Ils devront également, grâce à l'appui sectoriel – dont le niveau sera maintenant dissocié du niveau de possibilités de pêche négociées pour les flottes européennes –, aider à mobiliser les ressources financières nécessaires pour que le pays côtier aie les moyens de mieux gérer ses pêcheries et de maximiser, à long terme, les bénéfices pour sa population.

Je pense que, si l'UE parvient à signer des APD avec ses partenaires ACP sur une telle base, alors cela pourra devenir une source d’inspiration pour les autres nations de pêche lointaine, et être promu au niveau international. Après tout, assurer la durabilité des pêches à l'échelle mondiale est de l'intérêt de tous, les pays côtiers comme les pays de pêche lointaine !

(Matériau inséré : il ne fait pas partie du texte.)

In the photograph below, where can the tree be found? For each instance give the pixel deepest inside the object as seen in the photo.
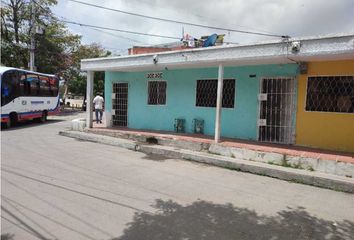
(77, 85)
(57, 50)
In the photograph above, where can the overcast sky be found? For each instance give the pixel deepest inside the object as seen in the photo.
(296, 18)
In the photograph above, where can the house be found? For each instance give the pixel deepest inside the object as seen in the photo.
(290, 91)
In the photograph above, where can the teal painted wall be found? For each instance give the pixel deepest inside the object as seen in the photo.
(238, 122)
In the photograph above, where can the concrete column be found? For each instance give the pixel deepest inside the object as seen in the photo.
(219, 103)
(89, 99)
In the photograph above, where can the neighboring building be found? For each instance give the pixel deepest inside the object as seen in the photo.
(295, 91)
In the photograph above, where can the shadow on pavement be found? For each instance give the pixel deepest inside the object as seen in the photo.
(28, 124)
(7, 236)
(208, 221)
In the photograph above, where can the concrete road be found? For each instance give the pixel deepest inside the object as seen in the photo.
(53, 187)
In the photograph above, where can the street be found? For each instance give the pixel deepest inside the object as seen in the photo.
(54, 187)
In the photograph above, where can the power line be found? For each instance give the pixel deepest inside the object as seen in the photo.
(119, 30)
(180, 22)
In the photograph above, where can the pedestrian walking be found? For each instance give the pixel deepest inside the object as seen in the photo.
(98, 101)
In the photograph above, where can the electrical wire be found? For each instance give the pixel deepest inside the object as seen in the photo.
(180, 22)
(118, 30)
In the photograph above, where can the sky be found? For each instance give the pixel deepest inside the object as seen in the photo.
(296, 18)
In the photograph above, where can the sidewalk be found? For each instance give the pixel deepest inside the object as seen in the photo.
(202, 149)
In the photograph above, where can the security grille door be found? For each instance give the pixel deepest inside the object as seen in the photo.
(120, 104)
(276, 110)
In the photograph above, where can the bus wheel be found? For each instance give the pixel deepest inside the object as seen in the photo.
(43, 117)
(12, 120)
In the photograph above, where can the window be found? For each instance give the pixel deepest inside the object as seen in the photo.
(9, 87)
(207, 93)
(54, 86)
(330, 94)
(157, 92)
(33, 86)
(44, 86)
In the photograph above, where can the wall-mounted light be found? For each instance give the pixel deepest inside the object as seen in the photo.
(295, 47)
(155, 59)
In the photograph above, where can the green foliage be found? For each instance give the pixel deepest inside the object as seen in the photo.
(57, 51)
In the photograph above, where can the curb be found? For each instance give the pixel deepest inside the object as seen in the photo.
(289, 174)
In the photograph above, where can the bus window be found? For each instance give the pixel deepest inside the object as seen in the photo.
(54, 86)
(9, 87)
(23, 84)
(34, 85)
(44, 86)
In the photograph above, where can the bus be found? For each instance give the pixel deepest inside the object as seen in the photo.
(27, 95)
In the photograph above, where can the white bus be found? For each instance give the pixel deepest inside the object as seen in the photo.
(27, 95)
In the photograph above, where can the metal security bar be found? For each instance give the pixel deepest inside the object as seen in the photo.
(276, 110)
(207, 93)
(120, 104)
(157, 92)
(330, 94)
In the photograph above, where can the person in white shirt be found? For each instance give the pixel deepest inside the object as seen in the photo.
(98, 101)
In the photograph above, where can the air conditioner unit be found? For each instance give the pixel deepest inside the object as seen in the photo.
(179, 125)
(198, 126)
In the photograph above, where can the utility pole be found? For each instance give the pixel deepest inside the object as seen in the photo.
(33, 32)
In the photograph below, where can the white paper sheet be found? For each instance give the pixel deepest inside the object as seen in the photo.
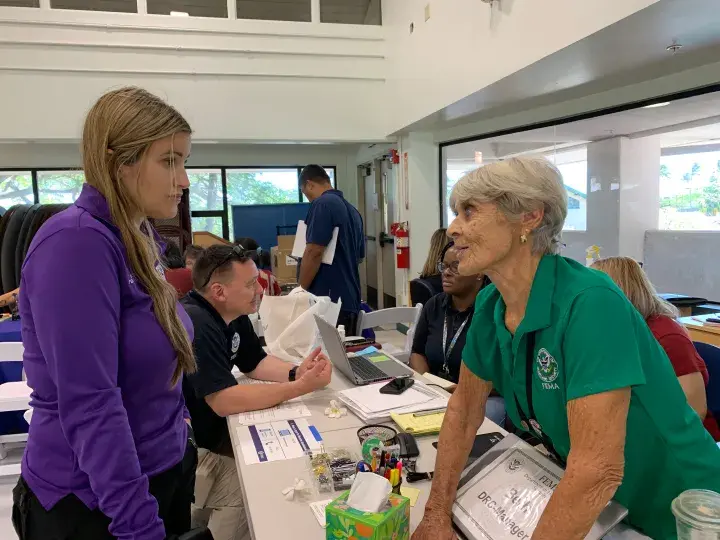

Q : L’Organisation commune des marchés est également en train d’être réformée. Comment pensez-vous que cela peut affecter les importations de produits de la pêche des pays ACP ?

Comme bon nombre de mes collègues, je suis en faveur de la mise en place, dans la future réglementation sur les marchés, de conditions plus strictes à appliquer aux importations. Je suis convaincue que l'UE n’aide personne en important des produits de la pêche non durables, ni le secteur de la pêche dans les pays en développement, ni son propre secteur de la pêche.

En ce qui concerne les produits importés des pays ACP, l'UE devrait fournir un appui et des incitants afin, lorsque c’est nécessaire, de pouvoir améliorer les conditions sociales et environnementales de production des produits de la pêche et de l’aquaculture.

C'est une position que l'Union européenne, en tant que plus grand marché mondial des produits de la pêche, doit promouvoir auprès des autres grands marchés, comme les États-Unis ou le Japon, afin que la production de poissons devienne plus durable à l'échelle mondiale.

Je tiens également à mentionner un débat très intéressant qui se tient actuellement au Parlement. Il est lié à ce que nous appelons la « guerre du maquereau », entre l'Islande et les îles Féroé d’un côté, et l'UE et la Norvège de l'autre.

Cette situation a conduit à une proposition législative de la Commission européenne visant à prendre des mesures commerciales à l’encontre de pays tiers qui laissent faire une pêche non durable. Si cette proposition est adoptée – et même si elle a été engendrée dans le cadre d’un conflit particulier concernant le maquereau de l'Atlantique Nord –, elle sera applicable à d'autres situations où des pays tiers ne font pas le nécessaire pour assurer une pêche durable.

Comme vous pouvez le voir, des pas sont faits dans la bonne direction, et, pourvu que l'UE donne l'appui requis aux pays ACP pour leur permettre de répondre à ces nouvelles normes, je suis convaincue que cela favorisera une pêche plus durable au niveau mondial.